I really need to do some research on tuning. I have tried to read the Holley forum but its mostly littered with one Holley tech littering the forum with links to the manual. It doesn't help that the menus and option are not very intuitive.

andrewb70
04-12-2019, 07:14 AM
I really need to do some research on tuning. I have tried to read the Holley forum but its mostly littered with one Holley tech littering the forum with links to the manual. It doesn't help that the menus and option are not very intuitive.
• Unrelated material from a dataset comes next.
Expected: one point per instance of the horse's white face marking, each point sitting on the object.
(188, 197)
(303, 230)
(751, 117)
Holley has an excellent tuning manual. I suggest you read it a couple of times from cover to cover before attempting to make changes.

Andrew

NorthFalcon
01-13-2020, 04:06 PM
Been a while since an update: Dropped a few pounds with a fiberglass hood, Went with satin black. I think I like it.

https://static1.pt-content.com/images/pt/2020/01/pluoE4bl-1.jpg
Started working on a new gauge cluster, most likely will order autometer gauges but I'm also considering the Holley 7 inch screen as I can tune the sniper with out a computer.
https://static1.pt-content.com/images/pt/2020/01/nU0mSrIl-1.jpg

Installed new doug's headers with the hope that they would fit better than the hedmans I had before. Well, I guess they fit tighter to the body so now I can lower the car more. As far as fitment, they hit virtually everything, upper control arm bolts, steering box, pitman arm, frame rails. If you've ever put headers on a falcon or early mustang you know how fun they are.
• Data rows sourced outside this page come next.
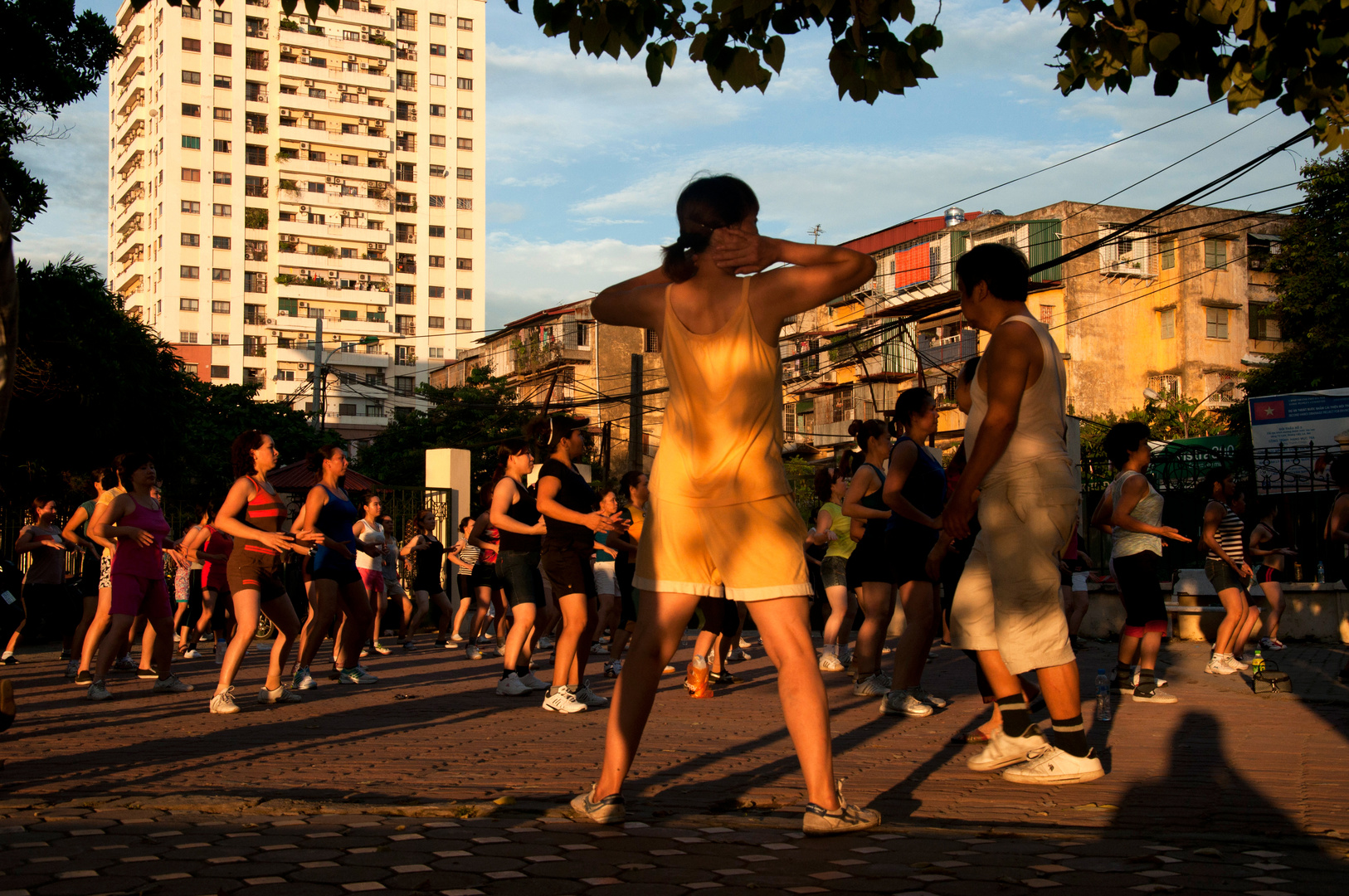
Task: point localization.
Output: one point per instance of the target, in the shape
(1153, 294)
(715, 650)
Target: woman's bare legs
(787, 635)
https://static1.pt-content.com/images/pt/2020/01/LLfuGzhl-1.jpg



After I installed the headers I took it to RPM in Oceanside, Ca where they fabbed up a custom dual exit side pipe exhaust with dual flowmasters and an x pipe. It sounds awesome but it is definitely louder. I started a retune on the sniper and the car is super responsive and feels like its making some more power. Of course after driving it more, more issues arise. Another O2 sensor went bad so I bought a oem bosch sensor and hoping to have better luck with it.

I replaced all the tie rods in the front end and aligned it, and now the car feels way tighter. I still need to figure out a driveline vibration issue. I fabricated a new transmission cross member to help driveline angle but I am still having a vibration around 90mph after adjusting the rearend. I'm thinking that the transmission/engine are out of square with the rearend. Definitely have more stuff on the list to get the car where I want to but I'm really happy with how the car is driving.

Also my dad picked up another project, 1972 Dodge Dart Swinger, Demon I think it indicates it has a whopping 230hp.
https://static1.pt-content.com/images/pt/2020/01/7C5LTKOl-1.jpg

Boosted Falcon
01-15-2020, 10:45 AM
The car looks great.
I just finishing up installing a Tilton pedal box with the masters under the dash. The original plan was to have the masters in the engine compartment but ended up with collision issue with the Ecoboost head.

Tooms722
01-11-2023, 02:20 PM
Hi what is the length of your rear end? i have a 63 falcon hardtop and i am planning to use a 9 inch off of a 70 mach 1. I want to make sure i cut it to a proper length to accommodate the same wheels and tires you have. Could you also provide the wheel size, width and backspacing.